Shares of Stellantis declined 1.29% to $5.73 as FIAT announced its plan to begin accepting U.S. pre-orders for the Topolino starting July 2026. This move represents the automaker’s strategic shift toward micromobility solutions. The initiative positions FIAT within the emerging compact neighborhood transportation market.
FIAT Launches Topolino for American Consumers
The Italian brand plans to offer the Topolino as a micro-vehicle solution tailored for American buyers. This model emphasizes brief journeys, crowded urban environments, and customers prioritizing straightforward transportation. It incorporates FIAT’s signature Italian styling within a miniature vehicle format.
While the Topolino projects a whimsical aesthetic, FIAT markets it as functional urban infrastructure. Its compact dimensions facilitate simplified parking and reduced operational complexity. Consequently, the vehicle addresses increasing consumer interest in localized mobility solutions.
According to company announcements, U.S. customers can begin placing orders in July 2026. FIAT enters a market segment defined by accessibility and metropolitan functionality.
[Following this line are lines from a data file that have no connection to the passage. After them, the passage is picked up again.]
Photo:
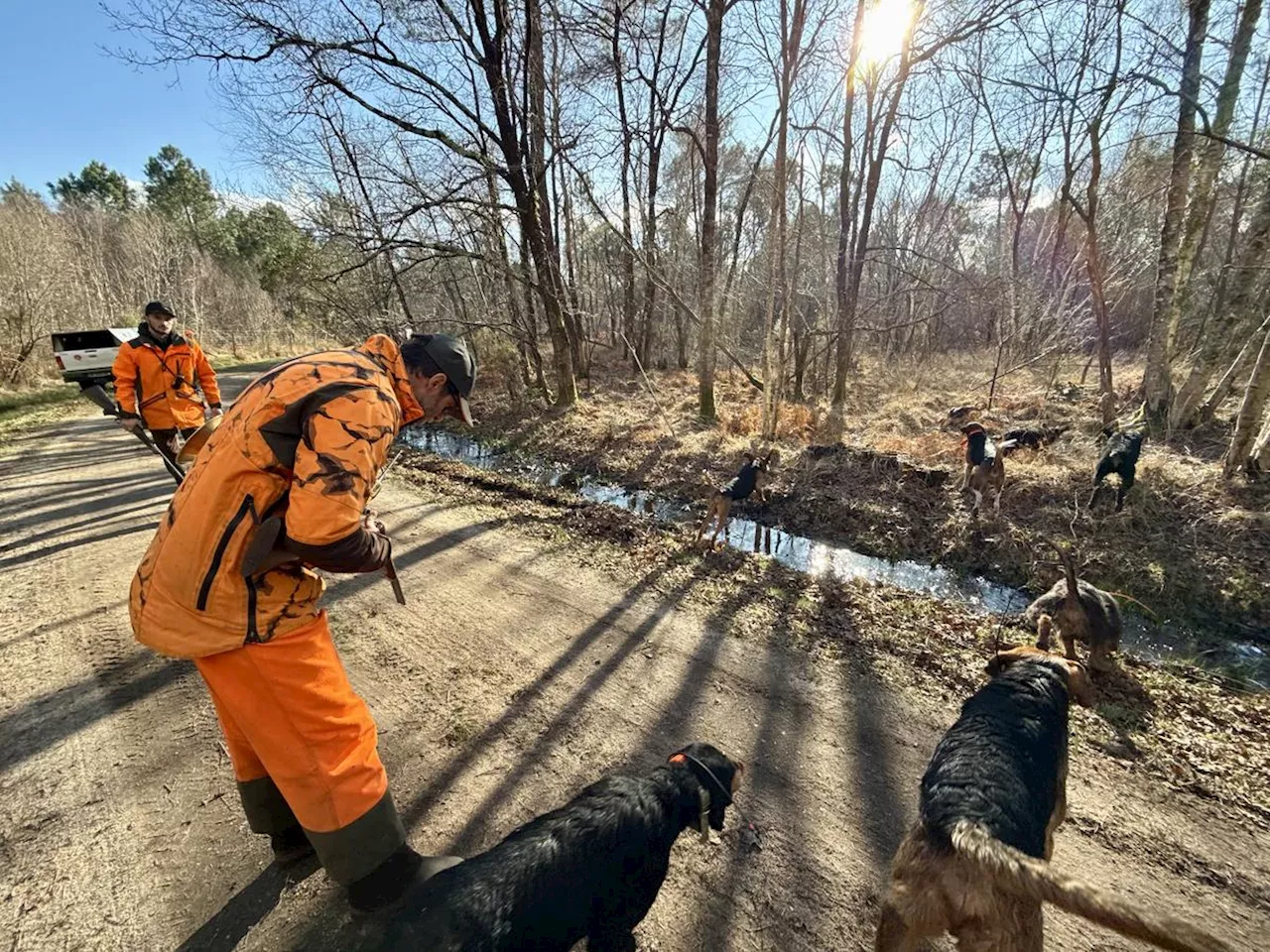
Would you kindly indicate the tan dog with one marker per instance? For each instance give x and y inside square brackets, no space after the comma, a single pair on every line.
[984,467]
[975,865]
[748,480]
[1080,612]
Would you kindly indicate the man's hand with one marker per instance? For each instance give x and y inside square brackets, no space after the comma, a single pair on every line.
[372,524]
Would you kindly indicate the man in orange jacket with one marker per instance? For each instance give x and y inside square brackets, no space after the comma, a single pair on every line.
[155,380]
[305,442]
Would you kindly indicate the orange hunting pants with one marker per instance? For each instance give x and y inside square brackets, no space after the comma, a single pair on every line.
[304,748]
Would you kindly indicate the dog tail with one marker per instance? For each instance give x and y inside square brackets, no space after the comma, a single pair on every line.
[1065,555]
[1028,878]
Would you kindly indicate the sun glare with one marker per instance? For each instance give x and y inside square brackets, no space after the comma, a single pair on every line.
[884,30]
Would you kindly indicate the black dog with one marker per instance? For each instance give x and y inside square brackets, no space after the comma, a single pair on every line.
[1032,438]
[589,870]
[1119,456]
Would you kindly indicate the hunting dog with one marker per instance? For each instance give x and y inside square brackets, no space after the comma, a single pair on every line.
[1080,612]
[976,862]
[984,466]
[749,479]
[1120,457]
[589,870]
[1032,436]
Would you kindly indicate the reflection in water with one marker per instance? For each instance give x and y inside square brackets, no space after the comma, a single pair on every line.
[1246,660]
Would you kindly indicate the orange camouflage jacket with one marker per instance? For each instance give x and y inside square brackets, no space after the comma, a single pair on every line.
[157,382]
[305,442]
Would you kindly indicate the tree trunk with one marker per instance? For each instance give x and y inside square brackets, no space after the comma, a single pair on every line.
[1202,199]
[875,162]
[1255,399]
[627,239]
[1242,282]
[1233,373]
[778,290]
[536,207]
[1157,381]
[707,275]
[707,272]
[846,220]
[1259,460]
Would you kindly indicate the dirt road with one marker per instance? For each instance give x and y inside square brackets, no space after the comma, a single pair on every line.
[516,674]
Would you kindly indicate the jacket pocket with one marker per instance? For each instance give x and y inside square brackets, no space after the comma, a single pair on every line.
[218,555]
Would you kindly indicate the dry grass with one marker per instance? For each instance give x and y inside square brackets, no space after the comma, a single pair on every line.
[1189,544]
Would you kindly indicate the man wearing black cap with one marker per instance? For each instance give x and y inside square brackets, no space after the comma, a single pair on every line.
[304,444]
[157,381]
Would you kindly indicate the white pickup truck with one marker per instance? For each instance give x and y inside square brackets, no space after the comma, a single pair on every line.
[84,357]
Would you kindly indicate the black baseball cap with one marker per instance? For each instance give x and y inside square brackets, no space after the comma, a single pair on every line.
[451,357]
[158,307]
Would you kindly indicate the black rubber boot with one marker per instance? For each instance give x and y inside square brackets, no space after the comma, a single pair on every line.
[290,847]
[390,885]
This introduction provides Stellantis with an additional pathway into the compact transportation arena.
Stellantis Broadens Mobility Portfolio
Stellantis leverages the Topolino introduction to diversify beyond conventional passenger automobiles. The conglomerate currently oversees numerous brands spanning diverse international territories. Accordingly, the Topolino addresses a niche for abbreviated daily transportation requirements.
Micromobility solutions have attracted significant interest as metropolitan areas reconsider congestion, affordability, and accessibility. Compact vehicles serve localized travel without substituting full-sized automobiles. FIAT’s market entry acknowledges this transformation and enhances overall product adaptability.
The Topolino reinforces FIAT’s distinctive character within the Stellantis brand ecosystem. Its aesthetic honors the marque’s historical legacy while fulfilling contemporary mobility demands. Nevertheless, consumer acceptance hinges on affordability, availability, and regulatory frameworks.
FIAT Introduces Specialized Metropolitan Solution
STLA experienced weakness during morning sessions before recovering modestly at midday. This movement coincided with Stellantis announcing its fresh U.S. product initiative. Individual product debuts seldom influence immediate market perception significantly.
The Topolino establishes FIAT within the specialized compact urban transportation category. It facilitates daily mobility across residential areas, educational facilities, and brief metropolitan routes. Thus, the vehicle may attract consumers beyond conventional automotive segments.
Stellantis now incorporates the Topolino into its American mobility strategy. The model provides FIAT with a unique position within an expanding transportation sector. Meanwhile, the corporation’s overall success depends on comprehensive portfolio execution.